The council approved a resolution to raze and remove the former Sand Bar restaurant at Sandy Beach in a 4 to 1 vote Tuesday, Jan. 21. Council member Vicki Schmidt cast the lone no vote.
The city took ownership of the restaurant at Sandy Beach, formerly known as Pier Four, in 1977, after it was put up for sale by Lings Foods, Inc. The property was formerly owned by Milton Strauss and known as Sandy Beach Resort.
Before the city finished its purchase of the restaurant it had a fire which did some major damage.
“It was repaired, and it was determined it was usable for a restaurant,” said City Manager Steve Wilke.

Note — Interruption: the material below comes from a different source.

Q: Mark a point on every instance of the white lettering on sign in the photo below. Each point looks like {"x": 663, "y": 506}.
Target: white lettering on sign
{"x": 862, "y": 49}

The restaurant was leased to Morry Moore for five years then Patrick Frank, who was forced to surrender his lease early.
The building sat vacant from 1987-88 and then Bob Hein leased the building and opened the Sand Bar and eventually the lease was transferred to Jonathan Hering in 1993. Hering told the Leader in September 2019 would be their last season.
“We had multiple inspections starting in 2014 to 2018. All of the inspectors recommended there be a substantial amount of work done to the site,” Wilke said. “At this point in time the structural problems with the building are to the point where a remodel would be as much as tearing it down and restarting.”
The existing structure was most likely built in the 1930s and has gone through at least one fire. According to a memo by Wilke, the condition of the building has been an issue since the city purchased it.
“Razing the existing building, in my opinion, is the best option,” he said at the meeting.
The council has said it would like to see another restaurant at the site but hasn’t yet specified what that would look like.
The idea of food trucks came up at the meeting while there is no restaurant at the beach.
“We are not quite there yet. We (city staff) would like to have a few more conversations about it,” Wilke said.
The building contains asbestos, which will be an issue the city has to deal with before demolition. Decisions on the bait shack also have to be made.
“It would take so much money to bring that up to code,” said Diann Hosp Fritsch, council president.
Vickie Schmidt, council member, made a motion to table the resolution saying the timeline to demolish wasn’t discussed in open session. The motion failed to get a second.
“I think it needs to be raised and then we can decide what we need to do from there,” Hosp Fritsch said.
In other business the council:
— Recognized Carolyn Wey on her retirement from the L.D. Fargo Public Library.
— Had the second reading of an ordinance for amending city electrical code.